Jaer woke to the sound of screaming from the yard outside the door. Leona had seized the dogs. ‘They say danger, terror, pain. There is no window here. We are trapped.’
Thewson spoke from the corner. ‘No. I will not stay in a place which is a trap. There is loose thatch here where the beam is. Above this is a roof. We can go up.’
‘Quickly then.’ Leona thrust her pack together and went up Thewson’s crouched body as though he were a stair. She shoved the thatch aside and pushed through, calling the dogs after her. Thewson grimaced as their claws raked his shoulders. Medlo had shaken Jasmine awake, thrust a pack at Jaer, rolled his own things together. The noise in the courtyard grew louder, more agonized. The scream which had been few voices became many.
Thewson came up last, lifting himself with bulging arms. They crouched while he rearranged the thatch to cover the hole, then slithered along the ridge to the neighbouring roof, higher and flat, speared through with stove-pipes and fogged with smoke and the smell of sausages. Medlo lay below the parapet, mumbling, ‘Did we leave that door locked from the inside? If they search rooms, they’ll know no one went out the door….’
Thewson rumbled, ‘I unlocked it, flower picker. We who sell-spear learn to leave false trails.’
‘They have dogs.’
Leona shushed him. ‘No dog can smell its way through air. Our stairway came through the roof with us. What makes them scream so?’
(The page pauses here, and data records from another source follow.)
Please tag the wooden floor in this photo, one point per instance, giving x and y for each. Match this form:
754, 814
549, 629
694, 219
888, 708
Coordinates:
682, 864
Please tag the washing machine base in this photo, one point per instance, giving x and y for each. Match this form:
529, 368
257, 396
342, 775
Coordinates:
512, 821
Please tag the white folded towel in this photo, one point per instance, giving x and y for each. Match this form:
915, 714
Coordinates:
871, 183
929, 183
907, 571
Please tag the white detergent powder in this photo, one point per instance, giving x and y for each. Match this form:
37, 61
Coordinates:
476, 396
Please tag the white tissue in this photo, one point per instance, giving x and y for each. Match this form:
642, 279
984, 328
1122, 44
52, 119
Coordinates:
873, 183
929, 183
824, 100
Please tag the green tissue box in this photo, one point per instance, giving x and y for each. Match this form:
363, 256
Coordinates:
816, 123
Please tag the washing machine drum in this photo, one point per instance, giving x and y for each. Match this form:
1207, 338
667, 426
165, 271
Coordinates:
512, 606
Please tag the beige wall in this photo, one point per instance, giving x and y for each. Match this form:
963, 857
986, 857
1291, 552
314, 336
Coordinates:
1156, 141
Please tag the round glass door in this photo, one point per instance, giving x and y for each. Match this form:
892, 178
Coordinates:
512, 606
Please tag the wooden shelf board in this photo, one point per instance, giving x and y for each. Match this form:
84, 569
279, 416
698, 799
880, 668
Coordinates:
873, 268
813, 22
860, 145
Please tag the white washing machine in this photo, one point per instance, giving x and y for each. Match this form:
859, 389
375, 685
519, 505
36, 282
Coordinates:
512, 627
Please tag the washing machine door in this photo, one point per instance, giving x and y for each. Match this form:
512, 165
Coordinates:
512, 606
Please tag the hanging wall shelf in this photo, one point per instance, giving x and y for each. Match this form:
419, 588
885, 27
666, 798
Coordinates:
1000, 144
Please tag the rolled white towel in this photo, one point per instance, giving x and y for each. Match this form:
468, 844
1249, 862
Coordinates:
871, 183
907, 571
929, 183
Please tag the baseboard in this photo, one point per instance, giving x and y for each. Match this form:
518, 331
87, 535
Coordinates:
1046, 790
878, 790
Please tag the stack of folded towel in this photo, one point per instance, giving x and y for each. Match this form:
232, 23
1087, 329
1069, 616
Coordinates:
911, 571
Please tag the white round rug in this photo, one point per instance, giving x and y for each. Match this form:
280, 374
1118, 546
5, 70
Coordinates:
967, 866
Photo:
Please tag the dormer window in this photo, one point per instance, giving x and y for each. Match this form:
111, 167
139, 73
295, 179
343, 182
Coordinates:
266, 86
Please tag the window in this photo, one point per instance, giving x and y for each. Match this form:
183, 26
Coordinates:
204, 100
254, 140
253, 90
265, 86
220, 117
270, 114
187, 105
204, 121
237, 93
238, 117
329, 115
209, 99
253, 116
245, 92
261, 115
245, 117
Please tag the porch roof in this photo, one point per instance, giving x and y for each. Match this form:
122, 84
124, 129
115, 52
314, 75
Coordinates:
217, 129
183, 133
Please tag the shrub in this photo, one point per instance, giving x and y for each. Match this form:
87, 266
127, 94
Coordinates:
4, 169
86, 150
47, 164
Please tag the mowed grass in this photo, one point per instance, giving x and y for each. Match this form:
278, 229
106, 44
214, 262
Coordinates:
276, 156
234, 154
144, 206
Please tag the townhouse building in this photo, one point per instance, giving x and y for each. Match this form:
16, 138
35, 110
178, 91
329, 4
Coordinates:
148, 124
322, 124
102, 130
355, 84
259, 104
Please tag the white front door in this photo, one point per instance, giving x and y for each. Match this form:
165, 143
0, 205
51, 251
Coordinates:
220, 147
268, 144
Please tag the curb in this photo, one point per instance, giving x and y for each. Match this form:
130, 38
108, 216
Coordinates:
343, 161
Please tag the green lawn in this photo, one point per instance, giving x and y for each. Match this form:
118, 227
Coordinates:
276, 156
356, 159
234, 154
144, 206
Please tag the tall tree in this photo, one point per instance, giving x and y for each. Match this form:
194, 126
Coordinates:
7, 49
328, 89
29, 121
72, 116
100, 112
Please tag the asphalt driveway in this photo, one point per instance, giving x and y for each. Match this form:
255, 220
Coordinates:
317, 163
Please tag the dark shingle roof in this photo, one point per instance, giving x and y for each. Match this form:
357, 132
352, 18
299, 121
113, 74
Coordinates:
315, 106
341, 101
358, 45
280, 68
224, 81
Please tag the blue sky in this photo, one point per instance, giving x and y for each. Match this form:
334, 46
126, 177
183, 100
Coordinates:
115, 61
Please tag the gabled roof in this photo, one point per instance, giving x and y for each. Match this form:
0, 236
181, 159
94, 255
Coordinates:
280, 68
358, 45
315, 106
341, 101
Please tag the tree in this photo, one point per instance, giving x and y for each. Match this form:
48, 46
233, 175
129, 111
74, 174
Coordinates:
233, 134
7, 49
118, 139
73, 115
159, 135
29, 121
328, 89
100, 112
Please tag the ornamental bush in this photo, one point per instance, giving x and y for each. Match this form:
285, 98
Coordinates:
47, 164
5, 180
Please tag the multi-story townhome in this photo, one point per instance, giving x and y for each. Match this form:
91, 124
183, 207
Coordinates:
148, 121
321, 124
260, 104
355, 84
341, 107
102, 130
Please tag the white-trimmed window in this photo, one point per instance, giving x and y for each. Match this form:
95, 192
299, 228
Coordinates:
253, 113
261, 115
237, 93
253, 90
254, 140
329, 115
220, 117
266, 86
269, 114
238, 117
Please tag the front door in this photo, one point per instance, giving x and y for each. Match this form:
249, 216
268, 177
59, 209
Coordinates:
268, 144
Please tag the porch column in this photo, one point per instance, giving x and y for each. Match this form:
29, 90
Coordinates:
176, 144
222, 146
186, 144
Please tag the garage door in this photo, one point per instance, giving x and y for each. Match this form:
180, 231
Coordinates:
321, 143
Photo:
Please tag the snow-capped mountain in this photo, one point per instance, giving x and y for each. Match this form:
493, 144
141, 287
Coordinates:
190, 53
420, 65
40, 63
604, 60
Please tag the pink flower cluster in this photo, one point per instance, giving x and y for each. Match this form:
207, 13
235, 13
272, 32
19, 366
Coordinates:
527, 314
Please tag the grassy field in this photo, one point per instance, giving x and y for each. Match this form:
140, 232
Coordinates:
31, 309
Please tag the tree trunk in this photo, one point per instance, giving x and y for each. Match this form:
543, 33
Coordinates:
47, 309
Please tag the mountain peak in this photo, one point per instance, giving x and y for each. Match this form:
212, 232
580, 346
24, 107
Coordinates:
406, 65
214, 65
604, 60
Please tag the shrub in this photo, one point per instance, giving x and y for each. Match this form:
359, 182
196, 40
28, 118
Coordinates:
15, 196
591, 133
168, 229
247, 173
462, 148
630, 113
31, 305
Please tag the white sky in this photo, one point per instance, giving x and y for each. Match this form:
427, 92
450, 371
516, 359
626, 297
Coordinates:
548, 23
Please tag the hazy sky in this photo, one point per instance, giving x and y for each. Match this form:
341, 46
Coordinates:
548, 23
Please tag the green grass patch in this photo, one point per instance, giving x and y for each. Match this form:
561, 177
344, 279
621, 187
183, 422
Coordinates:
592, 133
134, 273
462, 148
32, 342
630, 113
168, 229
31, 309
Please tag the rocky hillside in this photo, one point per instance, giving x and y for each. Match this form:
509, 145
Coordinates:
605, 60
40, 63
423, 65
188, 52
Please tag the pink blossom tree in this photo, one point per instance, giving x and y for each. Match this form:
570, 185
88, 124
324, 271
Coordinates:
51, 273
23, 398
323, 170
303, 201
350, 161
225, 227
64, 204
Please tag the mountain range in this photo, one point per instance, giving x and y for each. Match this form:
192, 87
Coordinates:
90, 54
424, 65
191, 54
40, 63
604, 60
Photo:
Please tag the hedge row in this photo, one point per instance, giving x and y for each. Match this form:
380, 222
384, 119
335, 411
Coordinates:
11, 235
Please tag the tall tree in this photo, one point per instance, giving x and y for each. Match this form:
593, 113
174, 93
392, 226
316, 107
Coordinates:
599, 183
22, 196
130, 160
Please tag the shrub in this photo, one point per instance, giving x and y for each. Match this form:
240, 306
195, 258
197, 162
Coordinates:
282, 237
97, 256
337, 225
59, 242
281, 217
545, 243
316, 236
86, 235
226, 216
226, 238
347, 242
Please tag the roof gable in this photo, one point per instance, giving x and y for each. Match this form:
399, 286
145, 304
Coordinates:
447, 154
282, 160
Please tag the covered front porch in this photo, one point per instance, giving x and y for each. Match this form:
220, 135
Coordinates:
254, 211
Medlo whispered from his position at the parapet. ‘There are robed ones there, torturing some others. They have knives…. ‘He gagged and put his head down on his arms. They lay like lumps on the roof, even the dogs stretched flat, hidden behind the parapet and the lowering smoke. They could hear voices from the echoing courtyard below.
‘We want a girl, young, yellow-haired. She may be with a pale man. Possibly they are oddly dressed. If you have seen such, you will tell us.’ They could not hear answers, only panting, moaning, someone mumbling,’… women in there …’
Beneath them the door to the room they had left was flung wide, striking the wall with a splintering crash. An oily, obsequious voice said, ‘Empty, Lord Lithos. No one here…’
And another voice, cold as winter midnight and as dark. ‘This is the room women were said to occupy? Bring the dogs.’
Then came scuffling, low growling, more scuffling and yelps of pain or fear and the sound of a whip being applied with more yelping woven into it.
‘What ails them?’
‘They are frightened, Lord Protector. Something they smell frightens them.’
‘Well it might. Do they scent those who were here?’
‘I think so, Lord Protector.’
‘Then make a circuit of the walls. Find the way they have gone, then follow them.’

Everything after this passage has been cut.